A: You need to install the Notable plugin from the ChatGPT plugin store. Then create a Notable account and project to link to ChatGPT for generating your analysis notebooks.

Q: What kind of analysis can I automate with Notable?
A: You can generate data visualizations, statistical analysis, and machine learning modeling by providing detailed prompts about the required analysis.

Q: Can I customize the analysis and plots?
A: Yes, you can provide specifics in your prompt about the visualizations, datasets, and parameters you want to analyze. This allows detailed customization.

Q: Does the plugin work for multiple datasets?
A: Absolutely, you can include links to multiple datasets in your prompt andNotable will automatically combine and analyze them based on your specifications.

Q: What skills do I need to use Notable effectively?
A: You'll need basic data analysis and Python coding skills. Notable generates the code, but you need to understand how to refine the analysis and implement in Python yourself.

Q: Can I view and edit the Python code?
A: Yes, Notable provides Jupyter notebooks with all the generated Python code you can view, run, and edit as needed for your analysis.

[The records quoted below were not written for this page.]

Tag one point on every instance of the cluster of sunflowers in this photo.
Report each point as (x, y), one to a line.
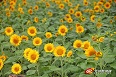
(56, 38)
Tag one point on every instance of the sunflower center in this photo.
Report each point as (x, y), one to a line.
(48, 35)
(33, 56)
(37, 41)
(78, 45)
(16, 69)
(92, 52)
(8, 30)
(78, 14)
(79, 29)
(49, 48)
(59, 51)
(107, 5)
(62, 30)
(32, 31)
(86, 46)
(15, 40)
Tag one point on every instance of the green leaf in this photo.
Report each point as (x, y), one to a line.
(54, 68)
(31, 65)
(101, 74)
(30, 72)
(113, 65)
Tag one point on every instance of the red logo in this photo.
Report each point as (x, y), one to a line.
(89, 71)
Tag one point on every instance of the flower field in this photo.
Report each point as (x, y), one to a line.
(58, 38)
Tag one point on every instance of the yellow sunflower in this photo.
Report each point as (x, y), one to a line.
(92, 18)
(99, 54)
(15, 40)
(69, 53)
(16, 68)
(36, 7)
(1, 64)
(77, 44)
(23, 37)
(61, 6)
(96, 8)
(49, 47)
(85, 3)
(33, 56)
(30, 11)
(36, 19)
(37, 41)
(26, 52)
(9, 31)
(78, 14)
(79, 29)
(69, 20)
(107, 5)
(67, 16)
(71, 11)
(48, 35)
(62, 30)
(86, 44)
(90, 51)
(59, 51)
(32, 31)
(101, 39)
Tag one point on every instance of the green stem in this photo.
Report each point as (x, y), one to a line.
(38, 69)
(62, 67)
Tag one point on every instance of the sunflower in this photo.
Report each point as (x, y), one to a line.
(90, 51)
(69, 20)
(9, 31)
(78, 14)
(69, 53)
(79, 29)
(30, 11)
(48, 35)
(3, 57)
(67, 16)
(49, 47)
(107, 5)
(92, 18)
(23, 37)
(32, 31)
(26, 52)
(33, 56)
(99, 3)
(1, 64)
(59, 51)
(86, 45)
(71, 11)
(62, 30)
(94, 38)
(15, 40)
(36, 19)
(98, 24)
(101, 39)
(77, 44)
(36, 7)
(47, 4)
(37, 41)
(96, 8)
(99, 54)
(78, 24)
(83, 18)
(16, 68)
(85, 3)
(102, 10)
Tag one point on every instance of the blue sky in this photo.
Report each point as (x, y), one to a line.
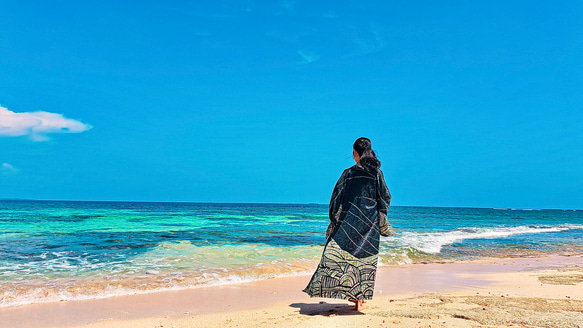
(468, 103)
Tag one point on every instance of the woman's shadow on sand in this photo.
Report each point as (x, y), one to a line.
(326, 309)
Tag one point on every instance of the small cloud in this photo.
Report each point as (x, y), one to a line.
(288, 5)
(36, 125)
(7, 169)
(308, 57)
(373, 42)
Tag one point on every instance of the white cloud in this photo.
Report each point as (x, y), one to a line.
(308, 57)
(7, 168)
(36, 125)
(288, 5)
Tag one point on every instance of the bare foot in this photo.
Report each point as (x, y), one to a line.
(358, 304)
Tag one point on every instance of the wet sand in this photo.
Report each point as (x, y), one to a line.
(523, 292)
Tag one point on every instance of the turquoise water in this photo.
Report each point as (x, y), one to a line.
(51, 251)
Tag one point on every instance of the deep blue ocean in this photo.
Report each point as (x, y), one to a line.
(60, 250)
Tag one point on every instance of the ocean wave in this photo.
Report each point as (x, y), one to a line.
(433, 242)
(17, 293)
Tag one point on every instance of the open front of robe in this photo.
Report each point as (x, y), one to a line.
(358, 216)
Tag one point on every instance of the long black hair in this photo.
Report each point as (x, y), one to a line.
(368, 158)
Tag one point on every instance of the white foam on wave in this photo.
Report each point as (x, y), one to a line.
(433, 242)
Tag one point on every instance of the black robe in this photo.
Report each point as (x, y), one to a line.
(358, 216)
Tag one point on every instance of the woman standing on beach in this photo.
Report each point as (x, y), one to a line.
(358, 215)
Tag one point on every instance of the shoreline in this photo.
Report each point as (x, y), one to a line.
(259, 300)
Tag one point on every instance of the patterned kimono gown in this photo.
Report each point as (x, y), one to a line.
(358, 215)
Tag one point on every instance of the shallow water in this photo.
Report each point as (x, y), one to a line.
(52, 251)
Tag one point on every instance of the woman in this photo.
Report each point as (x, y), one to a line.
(358, 215)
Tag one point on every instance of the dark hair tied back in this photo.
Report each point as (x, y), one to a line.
(368, 158)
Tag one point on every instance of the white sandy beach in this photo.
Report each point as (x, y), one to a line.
(533, 292)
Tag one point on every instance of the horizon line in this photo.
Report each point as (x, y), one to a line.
(278, 203)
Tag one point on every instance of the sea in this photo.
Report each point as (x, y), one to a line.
(54, 251)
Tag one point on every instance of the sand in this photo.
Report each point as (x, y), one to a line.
(533, 292)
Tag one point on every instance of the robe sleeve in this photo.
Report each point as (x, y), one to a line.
(335, 208)
(383, 204)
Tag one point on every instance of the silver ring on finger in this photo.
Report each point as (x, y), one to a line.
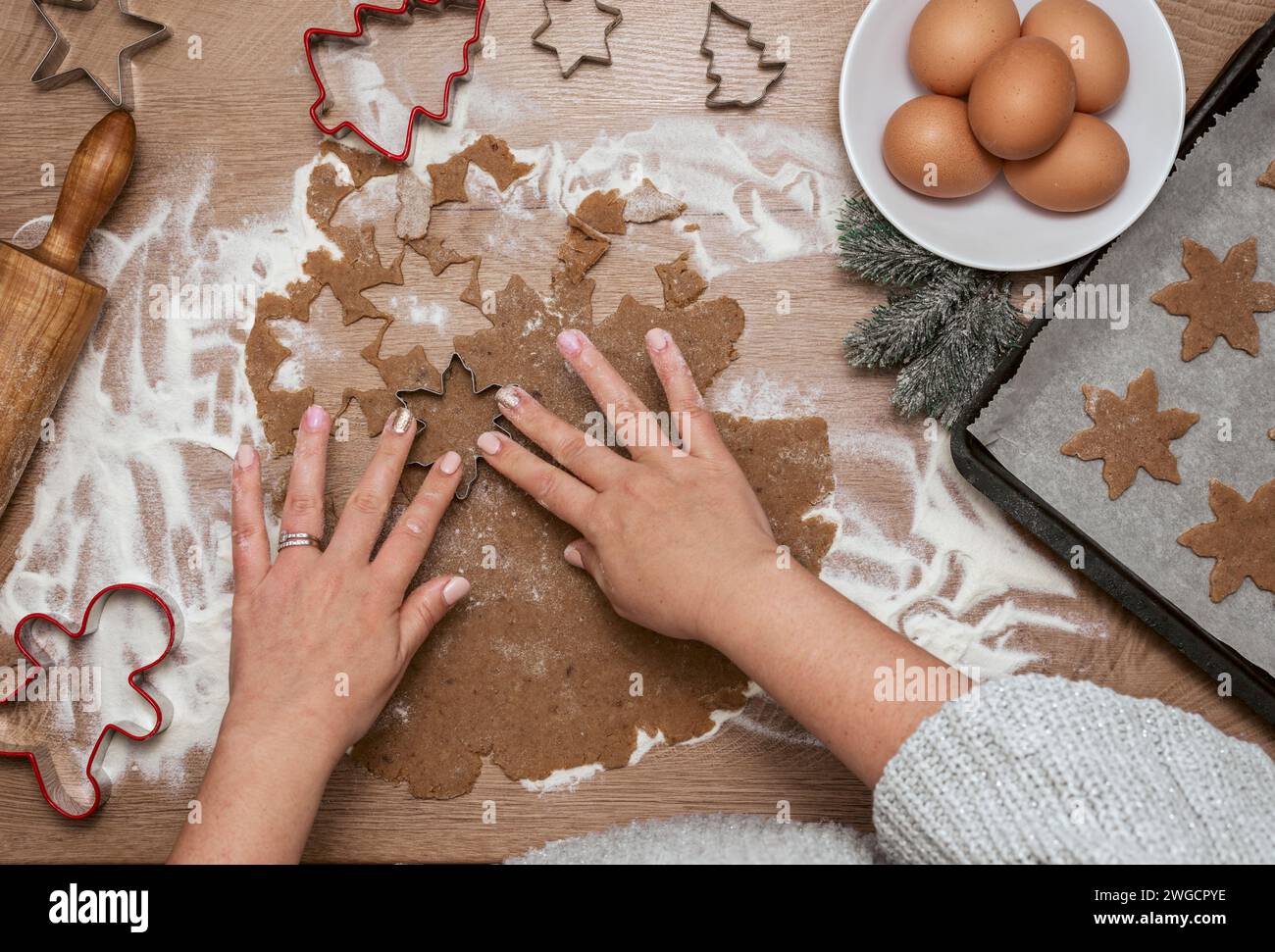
(293, 540)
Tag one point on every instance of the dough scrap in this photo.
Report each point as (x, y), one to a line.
(1220, 298)
(491, 154)
(648, 204)
(1241, 539)
(416, 200)
(604, 212)
(1131, 433)
(684, 285)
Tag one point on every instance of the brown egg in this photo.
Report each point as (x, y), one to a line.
(1085, 170)
(1023, 98)
(1092, 41)
(930, 148)
(952, 38)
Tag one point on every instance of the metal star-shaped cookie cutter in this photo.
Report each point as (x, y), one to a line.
(617, 18)
(362, 12)
(94, 770)
(47, 76)
(713, 102)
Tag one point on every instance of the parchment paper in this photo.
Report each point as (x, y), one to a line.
(1042, 407)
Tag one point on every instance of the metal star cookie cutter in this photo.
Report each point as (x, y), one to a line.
(617, 18)
(391, 13)
(457, 361)
(46, 75)
(705, 50)
(94, 770)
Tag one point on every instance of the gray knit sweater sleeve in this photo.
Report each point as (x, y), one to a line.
(1045, 770)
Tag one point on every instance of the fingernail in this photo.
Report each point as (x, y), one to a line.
(450, 463)
(455, 590)
(315, 420)
(570, 343)
(400, 420)
(509, 398)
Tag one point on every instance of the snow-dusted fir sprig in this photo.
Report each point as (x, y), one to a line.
(944, 326)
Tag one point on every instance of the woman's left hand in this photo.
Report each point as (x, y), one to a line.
(322, 638)
(320, 641)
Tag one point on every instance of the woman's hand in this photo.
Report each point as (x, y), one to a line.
(320, 640)
(680, 544)
(663, 529)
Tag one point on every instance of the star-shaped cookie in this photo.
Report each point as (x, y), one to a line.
(574, 50)
(1130, 434)
(1242, 539)
(50, 75)
(1220, 298)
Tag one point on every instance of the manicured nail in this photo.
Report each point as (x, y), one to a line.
(657, 339)
(455, 590)
(400, 420)
(570, 343)
(450, 463)
(315, 420)
(509, 398)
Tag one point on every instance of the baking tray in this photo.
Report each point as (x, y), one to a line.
(1250, 683)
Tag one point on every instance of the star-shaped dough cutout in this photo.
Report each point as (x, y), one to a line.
(1131, 433)
(1220, 298)
(1242, 539)
(453, 419)
(50, 75)
(568, 39)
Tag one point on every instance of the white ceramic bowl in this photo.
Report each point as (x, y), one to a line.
(995, 229)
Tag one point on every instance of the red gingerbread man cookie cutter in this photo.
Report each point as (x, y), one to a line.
(322, 105)
(94, 770)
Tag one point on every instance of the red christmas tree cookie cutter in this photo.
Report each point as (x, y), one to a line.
(94, 770)
(322, 105)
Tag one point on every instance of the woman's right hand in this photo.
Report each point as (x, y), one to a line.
(662, 530)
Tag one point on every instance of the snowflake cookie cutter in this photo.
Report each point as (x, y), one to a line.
(391, 13)
(47, 75)
(706, 50)
(39, 757)
(616, 20)
(471, 473)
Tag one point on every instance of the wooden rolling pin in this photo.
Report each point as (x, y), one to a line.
(46, 309)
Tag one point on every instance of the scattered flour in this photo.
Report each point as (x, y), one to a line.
(732, 840)
(147, 393)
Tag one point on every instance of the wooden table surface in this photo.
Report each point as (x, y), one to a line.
(243, 105)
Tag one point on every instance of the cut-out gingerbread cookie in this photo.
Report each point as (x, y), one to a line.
(453, 417)
(1242, 539)
(1130, 433)
(1220, 300)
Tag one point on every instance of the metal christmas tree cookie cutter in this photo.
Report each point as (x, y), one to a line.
(706, 50)
(362, 12)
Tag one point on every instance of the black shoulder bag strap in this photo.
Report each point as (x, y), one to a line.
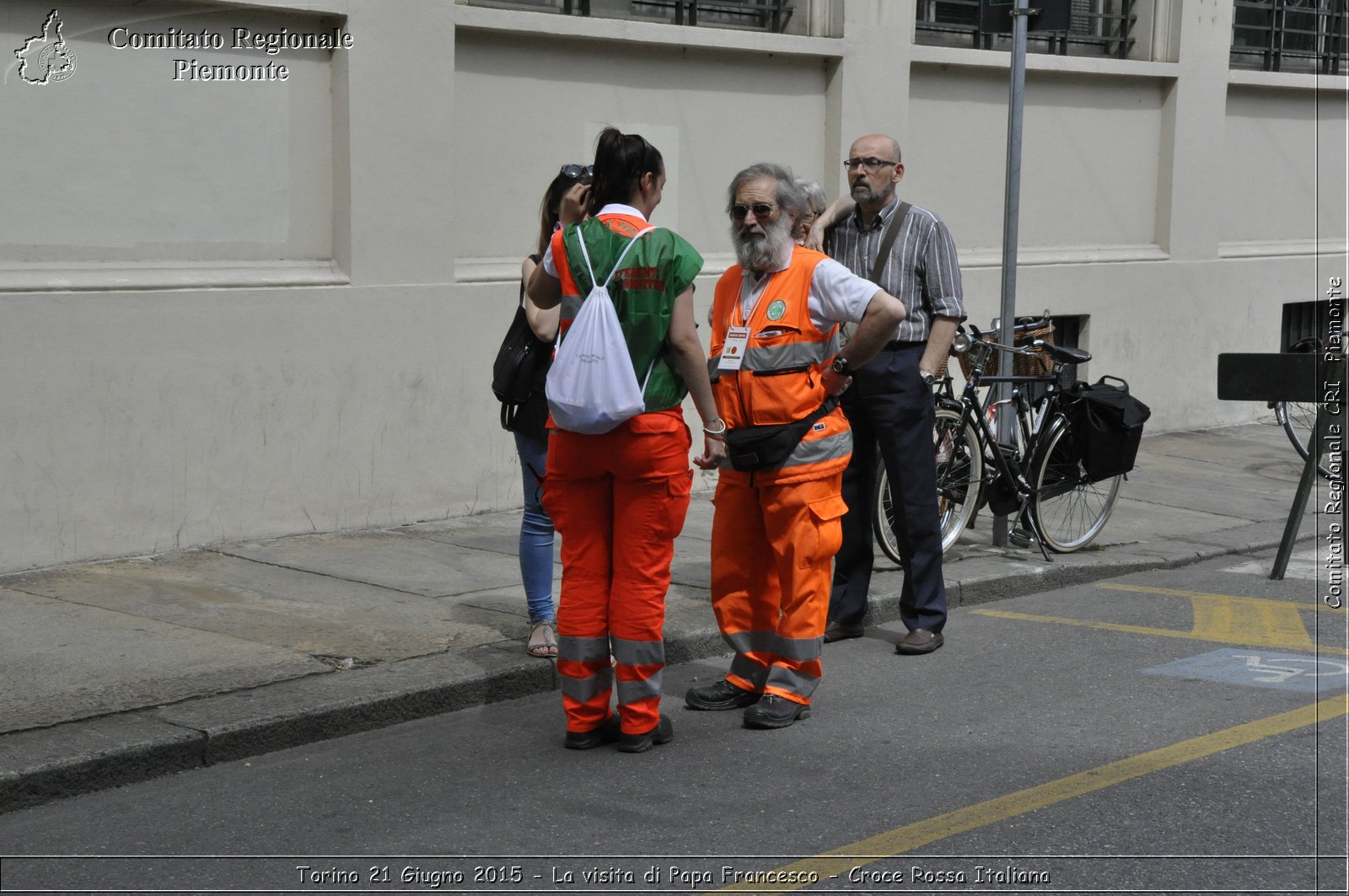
(888, 242)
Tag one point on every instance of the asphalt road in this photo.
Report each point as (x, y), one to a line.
(1164, 732)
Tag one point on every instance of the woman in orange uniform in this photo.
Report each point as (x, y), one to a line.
(620, 498)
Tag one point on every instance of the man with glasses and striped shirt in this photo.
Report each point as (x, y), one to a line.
(907, 251)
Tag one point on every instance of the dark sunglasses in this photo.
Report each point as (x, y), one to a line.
(761, 209)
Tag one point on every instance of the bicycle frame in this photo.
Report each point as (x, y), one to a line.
(1009, 463)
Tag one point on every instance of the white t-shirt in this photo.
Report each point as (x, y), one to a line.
(836, 296)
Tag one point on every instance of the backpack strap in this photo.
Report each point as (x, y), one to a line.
(888, 240)
(617, 265)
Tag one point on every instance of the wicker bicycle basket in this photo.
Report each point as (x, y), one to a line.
(1024, 334)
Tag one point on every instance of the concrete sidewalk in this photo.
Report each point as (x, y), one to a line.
(121, 671)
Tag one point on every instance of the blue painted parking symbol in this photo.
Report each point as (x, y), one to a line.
(1261, 669)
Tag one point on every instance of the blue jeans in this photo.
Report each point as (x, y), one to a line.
(536, 532)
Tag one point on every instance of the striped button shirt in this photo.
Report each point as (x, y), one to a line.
(923, 270)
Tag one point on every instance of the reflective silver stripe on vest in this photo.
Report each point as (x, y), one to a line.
(789, 357)
(815, 451)
(772, 642)
(632, 693)
(753, 673)
(589, 689)
(582, 649)
(793, 680)
(638, 652)
(752, 641)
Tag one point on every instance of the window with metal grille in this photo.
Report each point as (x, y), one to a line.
(1290, 35)
(759, 15)
(1094, 27)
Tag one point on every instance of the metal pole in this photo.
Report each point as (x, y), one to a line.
(1011, 211)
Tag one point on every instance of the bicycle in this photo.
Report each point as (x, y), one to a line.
(1039, 476)
(1297, 417)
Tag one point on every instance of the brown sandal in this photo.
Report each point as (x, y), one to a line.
(543, 640)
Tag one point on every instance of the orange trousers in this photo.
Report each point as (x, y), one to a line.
(772, 550)
(618, 500)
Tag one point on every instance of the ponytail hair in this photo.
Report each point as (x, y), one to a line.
(621, 159)
(552, 207)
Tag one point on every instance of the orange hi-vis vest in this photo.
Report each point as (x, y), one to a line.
(780, 379)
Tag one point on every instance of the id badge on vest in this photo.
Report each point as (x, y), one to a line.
(733, 348)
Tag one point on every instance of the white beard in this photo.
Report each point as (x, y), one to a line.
(762, 253)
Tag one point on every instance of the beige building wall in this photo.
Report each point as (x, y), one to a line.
(243, 309)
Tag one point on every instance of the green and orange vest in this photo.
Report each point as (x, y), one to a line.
(782, 377)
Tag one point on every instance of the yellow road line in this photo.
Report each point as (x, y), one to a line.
(1228, 619)
(1240, 637)
(911, 837)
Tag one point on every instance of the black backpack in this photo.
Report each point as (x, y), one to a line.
(521, 368)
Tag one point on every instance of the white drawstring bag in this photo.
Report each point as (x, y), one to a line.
(591, 386)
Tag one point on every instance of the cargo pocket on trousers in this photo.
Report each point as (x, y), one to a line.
(827, 529)
(680, 490)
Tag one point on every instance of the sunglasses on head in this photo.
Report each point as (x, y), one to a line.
(761, 209)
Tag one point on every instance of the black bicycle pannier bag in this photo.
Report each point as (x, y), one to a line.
(1106, 427)
(768, 446)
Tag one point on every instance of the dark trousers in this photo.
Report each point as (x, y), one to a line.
(890, 408)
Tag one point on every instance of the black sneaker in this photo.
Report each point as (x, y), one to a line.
(723, 695)
(663, 733)
(606, 733)
(775, 711)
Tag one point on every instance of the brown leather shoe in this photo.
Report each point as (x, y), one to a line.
(842, 632)
(919, 641)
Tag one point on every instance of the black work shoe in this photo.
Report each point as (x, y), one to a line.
(723, 695)
(663, 733)
(775, 711)
(919, 641)
(606, 733)
(842, 632)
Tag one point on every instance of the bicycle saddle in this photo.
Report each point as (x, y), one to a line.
(1065, 354)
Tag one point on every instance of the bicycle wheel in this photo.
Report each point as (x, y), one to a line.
(1070, 510)
(959, 471)
(1297, 419)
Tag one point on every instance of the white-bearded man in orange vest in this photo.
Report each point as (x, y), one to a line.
(775, 359)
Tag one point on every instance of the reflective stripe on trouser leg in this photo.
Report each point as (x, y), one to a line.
(638, 673)
(582, 510)
(587, 679)
(804, 525)
(648, 514)
(745, 583)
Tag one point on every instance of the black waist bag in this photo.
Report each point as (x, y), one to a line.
(1106, 427)
(766, 447)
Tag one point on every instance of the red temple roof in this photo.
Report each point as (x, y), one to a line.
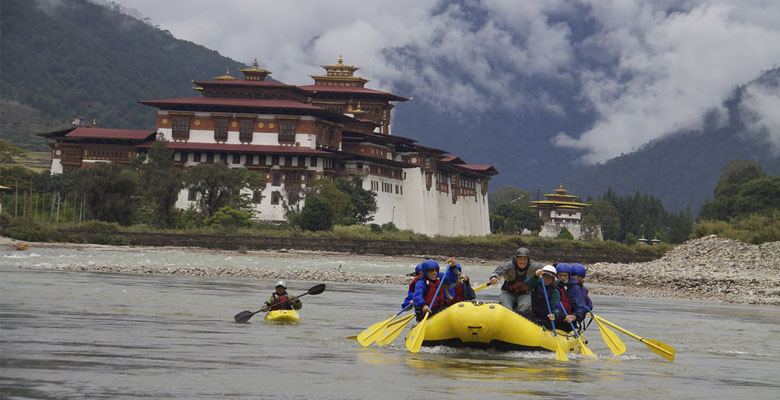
(351, 89)
(105, 133)
(239, 148)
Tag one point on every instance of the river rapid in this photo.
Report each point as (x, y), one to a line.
(69, 335)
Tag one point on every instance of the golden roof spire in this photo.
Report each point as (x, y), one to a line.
(226, 77)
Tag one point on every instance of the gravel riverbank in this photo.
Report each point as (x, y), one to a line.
(709, 269)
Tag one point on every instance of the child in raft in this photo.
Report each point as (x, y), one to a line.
(280, 300)
(541, 305)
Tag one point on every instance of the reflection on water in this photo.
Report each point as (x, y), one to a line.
(73, 335)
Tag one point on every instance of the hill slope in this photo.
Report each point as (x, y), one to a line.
(76, 58)
(683, 169)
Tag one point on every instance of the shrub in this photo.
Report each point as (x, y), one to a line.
(99, 226)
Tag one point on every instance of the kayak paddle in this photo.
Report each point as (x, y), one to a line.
(244, 316)
(584, 350)
(370, 334)
(660, 348)
(395, 328)
(417, 334)
(610, 338)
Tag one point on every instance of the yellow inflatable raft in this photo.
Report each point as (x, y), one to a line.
(283, 316)
(490, 325)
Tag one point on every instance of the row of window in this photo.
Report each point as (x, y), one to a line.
(181, 129)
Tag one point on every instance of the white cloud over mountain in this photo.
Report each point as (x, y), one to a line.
(646, 68)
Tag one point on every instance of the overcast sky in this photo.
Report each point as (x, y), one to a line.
(653, 67)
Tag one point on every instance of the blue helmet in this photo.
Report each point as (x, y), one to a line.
(563, 267)
(428, 265)
(578, 269)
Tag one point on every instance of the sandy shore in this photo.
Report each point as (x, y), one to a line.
(709, 269)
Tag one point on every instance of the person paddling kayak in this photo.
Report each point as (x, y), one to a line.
(280, 300)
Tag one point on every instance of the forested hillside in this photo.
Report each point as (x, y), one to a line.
(75, 58)
(683, 169)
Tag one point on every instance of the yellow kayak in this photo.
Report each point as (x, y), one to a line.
(283, 316)
(490, 325)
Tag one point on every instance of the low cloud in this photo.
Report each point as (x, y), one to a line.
(645, 68)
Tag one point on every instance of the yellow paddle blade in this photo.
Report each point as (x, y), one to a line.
(416, 335)
(560, 355)
(611, 339)
(367, 337)
(393, 331)
(584, 350)
(660, 348)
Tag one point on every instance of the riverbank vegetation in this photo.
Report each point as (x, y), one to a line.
(142, 196)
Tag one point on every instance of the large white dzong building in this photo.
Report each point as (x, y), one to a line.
(335, 127)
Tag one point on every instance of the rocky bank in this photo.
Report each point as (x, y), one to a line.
(709, 269)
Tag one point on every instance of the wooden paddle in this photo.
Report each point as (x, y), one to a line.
(560, 355)
(244, 316)
(395, 328)
(660, 348)
(417, 334)
(584, 350)
(610, 338)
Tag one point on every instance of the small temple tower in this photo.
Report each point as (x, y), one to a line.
(558, 211)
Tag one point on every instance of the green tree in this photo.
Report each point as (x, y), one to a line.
(733, 176)
(217, 185)
(590, 228)
(363, 201)
(9, 151)
(607, 216)
(518, 216)
(565, 234)
(110, 190)
(229, 218)
(317, 214)
(162, 184)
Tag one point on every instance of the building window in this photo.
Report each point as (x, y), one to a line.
(181, 127)
(220, 129)
(245, 128)
(287, 131)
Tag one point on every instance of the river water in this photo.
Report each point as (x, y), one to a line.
(75, 335)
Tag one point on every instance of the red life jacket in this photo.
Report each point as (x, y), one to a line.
(281, 299)
(430, 290)
(565, 300)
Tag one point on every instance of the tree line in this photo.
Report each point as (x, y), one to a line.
(146, 192)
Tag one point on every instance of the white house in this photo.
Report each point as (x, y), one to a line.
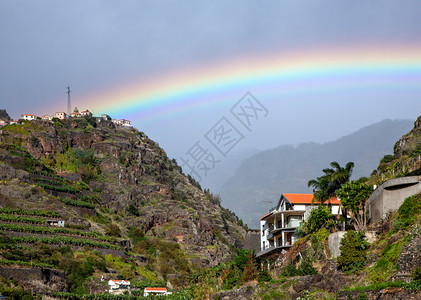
(118, 286)
(157, 291)
(278, 226)
(122, 122)
(61, 115)
(58, 223)
(29, 117)
(86, 113)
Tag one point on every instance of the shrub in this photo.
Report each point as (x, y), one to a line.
(409, 210)
(353, 251)
(319, 218)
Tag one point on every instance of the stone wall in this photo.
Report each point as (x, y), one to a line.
(390, 195)
(334, 242)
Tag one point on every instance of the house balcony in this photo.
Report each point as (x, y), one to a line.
(268, 250)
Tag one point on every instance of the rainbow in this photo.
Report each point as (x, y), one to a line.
(270, 76)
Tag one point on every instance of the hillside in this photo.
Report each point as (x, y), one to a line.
(129, 211)
(382, 261)
(259, 180)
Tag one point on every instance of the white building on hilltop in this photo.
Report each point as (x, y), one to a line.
(29, 117)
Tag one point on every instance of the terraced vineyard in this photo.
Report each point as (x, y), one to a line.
(12, 233)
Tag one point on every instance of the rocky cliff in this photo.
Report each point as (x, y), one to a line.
(119, 186)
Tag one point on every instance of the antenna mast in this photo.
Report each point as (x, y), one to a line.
(69, 106)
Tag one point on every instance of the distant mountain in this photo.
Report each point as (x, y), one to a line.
(259, 180)
(226, 169)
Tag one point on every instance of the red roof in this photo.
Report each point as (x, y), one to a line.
(306, 199)
(156, 289)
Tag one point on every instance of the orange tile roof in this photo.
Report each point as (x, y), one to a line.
(306, 198)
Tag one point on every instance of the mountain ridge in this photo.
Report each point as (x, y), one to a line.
(260, 179)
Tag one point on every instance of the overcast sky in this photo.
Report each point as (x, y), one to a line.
(97, 47)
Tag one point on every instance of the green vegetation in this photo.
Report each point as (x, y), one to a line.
(332, 180)
(77, 203)
(36, 212)
(353, 252)
(304, 268)
(64, 240)
(321, 217)
(354, 196)
(21, 219)
(53, 230)
(386, 264)
(408, 212)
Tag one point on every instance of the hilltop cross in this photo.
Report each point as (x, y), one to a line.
(69, 106)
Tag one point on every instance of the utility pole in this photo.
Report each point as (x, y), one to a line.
(69, 106)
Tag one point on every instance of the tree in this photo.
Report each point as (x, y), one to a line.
(325, 186)
(319, 218)
(354, 196)
(353, 251)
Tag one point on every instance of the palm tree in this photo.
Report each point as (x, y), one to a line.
(325, 186)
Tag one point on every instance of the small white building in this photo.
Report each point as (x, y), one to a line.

Q: Is there a limit to how much data Notable can process?
A: There are some practical limits, but it can handle large datasets for visualization and modeling. You may need to sample or filter your data for very large sets.

Q: Does Notable work with other types of files besides CSV?
A: It primarily works with CSV data, but also supports JSON, Excel, Parquet and other tabular data formats. Unstructured data requires more custom handling.

Q: Can I collaborate with others on Notable notebooks?
A: Yes, you can add collaborators to your Notable projects for sharing and editing notebooks.

Q: Are there security concerns with automating data analysis?
A: You should be careful about exposing sensitive data. But the code generation is secure and you retain control over your analysis notebooks.